Breakup is a new beginning
Love is one of the most important things in life. It makes us happy, elated, and fulfilled. In order to choose a boyfriend or a girlfriend with whom we will be happy, we meet different people with whom we make emotional connections. However, if we are not satisfied and do not see ourselves with that person in the future, we end the relationship. Alternatively, our partner leaves us, which can be hard for us if we are madly in love.
With a breakup, we deal as with any other loss, we have to go through stages of rejection, grief, and acceptance. Any breakup, at least while we still have some feelings towards our boyfriend or girlfriend, is difficult.
Girls, compared to boys, are more affected by breakups or the inability to achieve a romantic relationship. Girls are more likely to feel loneliness, depression, and reduced life satisfaction, which is associated with the fact that girl establish deeper and more intense relationships, and by breaking this relationship they lose intimacy and support as factors that significantly contribute to life satisfaction. In contrast, boys on average do not enter into such deep and intense relationships, so the consequences of losing or not making a connection are not as negative as for girls.
Breakup in adolescence will cause different consequences depending on what the young person attributes the breakup to. If we blame ourselves for a breakup, then the consequences of the breakup will be significantly more unfavourable because they endanger the self-esteem and self-confidence of a young person and can lead to the development of symptoms of depression.

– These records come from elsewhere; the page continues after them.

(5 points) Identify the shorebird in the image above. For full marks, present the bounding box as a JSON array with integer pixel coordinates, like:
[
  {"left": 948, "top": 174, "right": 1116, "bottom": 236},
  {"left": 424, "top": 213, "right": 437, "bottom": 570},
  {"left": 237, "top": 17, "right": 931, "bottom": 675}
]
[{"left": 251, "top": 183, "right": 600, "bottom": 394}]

It is important to remember that unrequited infatuation can be a very painful life experience, with possible consequences such as low self-esteem or even the development of symptoms of depression. Having that in mind, be careful in love relationships and be aware of the feelings of the person you are in a relationship with. If a breakup happened and you could not do anything about it, take your time and grieve for as long as you need, so that later you would be ready for new relationships and new beginnings.